OpenTelemtry Metrics Office Hours in 10 minutes
When using OpenTelemetry together with a database (e.g. PostgreSQL) it would be extremely helpful to be able to retrieve extended information about a problematic query sometimes. There are multiple alternatives:
The database uses OTel in its codebase, providing a configuration parameter for when to add extended information (e.g. PostgreSQL's auto_explain 2s could set the record span bit to 1 for all queries using more than 2s, and add an annotation/attribute/event with the EXPLAIN output to the span). Most queries would not have a span from the database side.
Always run the span in the database, and EXPLAIN output if the query duration is longer than auto_explain's 2s.
some other mechanism?
Will there be other mechanisms that controls when the spans are recorded?

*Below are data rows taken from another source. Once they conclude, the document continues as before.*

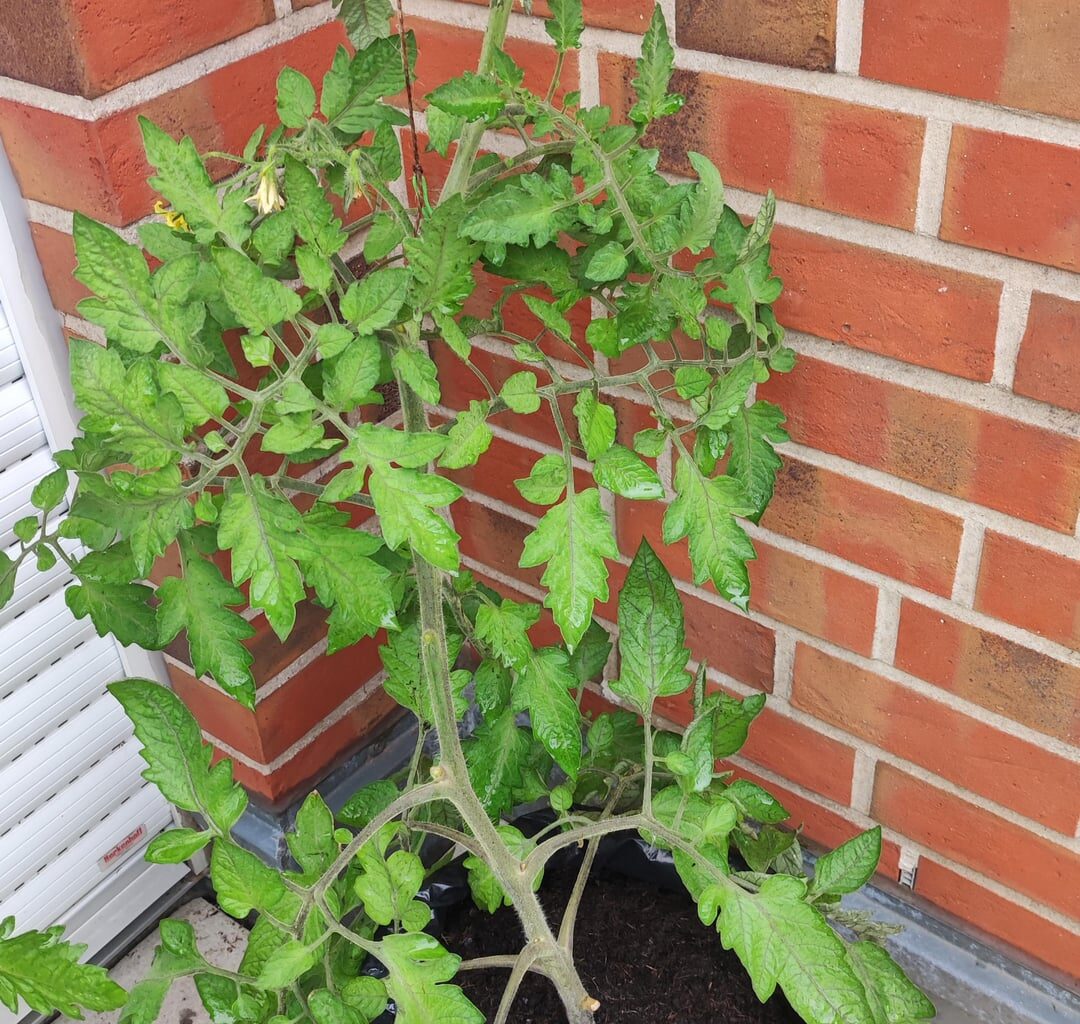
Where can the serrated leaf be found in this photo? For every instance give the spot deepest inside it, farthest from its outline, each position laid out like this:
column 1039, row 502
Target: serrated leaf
column 566, row 24
column 417, row 369
column 470, row 96
column 468, row 439
column 504, row 629
column 543, row 690
column 418, row 969
column 704, row 512
column 441, row 260
column 623, row 473
column 261, row 530
column 607, row 264
column 404, row 500
column 782, row 940
column 652, row 656
column 336, row 563
column 199, row 602
column 183, row 179
column 892, row 997
column 520, row 392
column 754, row 462
column 43, row 971
column 850, row 865
column 653, row 73
column 496, row 754
column 374, row 301
column 177, row 759
column 595, row 423
column 547, row 480
column 259, row 301
column 574, row 538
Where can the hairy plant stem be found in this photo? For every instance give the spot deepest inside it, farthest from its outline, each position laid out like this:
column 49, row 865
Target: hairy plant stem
column 454, row 771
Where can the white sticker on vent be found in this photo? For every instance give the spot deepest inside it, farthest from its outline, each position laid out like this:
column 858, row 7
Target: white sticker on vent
column 129, row 843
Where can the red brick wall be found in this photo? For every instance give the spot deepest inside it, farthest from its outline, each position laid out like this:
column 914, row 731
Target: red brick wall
column 915, row 615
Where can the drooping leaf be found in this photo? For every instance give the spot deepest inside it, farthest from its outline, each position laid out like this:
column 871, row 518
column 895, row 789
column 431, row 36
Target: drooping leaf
column 262, row 531
column 704, row 512
column 43, row 970
column 783, row 940
column 652, row 656
column 574, row 538
column 543, row 690
column 199, row 602
column 405, row 500
column 754, row 461
column 850, row 865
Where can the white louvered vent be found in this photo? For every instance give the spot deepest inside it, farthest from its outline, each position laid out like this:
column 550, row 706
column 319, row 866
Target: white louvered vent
column 73, row 808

I think this kind of functionality could make profiling (simple/most) database query problems easier :) Also, I guess there is need for knobs to enable/disable certain traces when the application is not experiencing problems...
@meastp I would suggest that the solution is to have detailed and thorough semantic conventions for every common database. We’re actively working out what those conventions should be, so this is a good time to get involved.
Once we have specified a set of attributes for desribing common databases, filtering rules for those attributes can be specified as well. Filtering can then be installed at various points in the telemetry system; for example, as
spanprocessor plugins for every language, as config options for collectors and sidecars, or as content policies for L7 network proxies.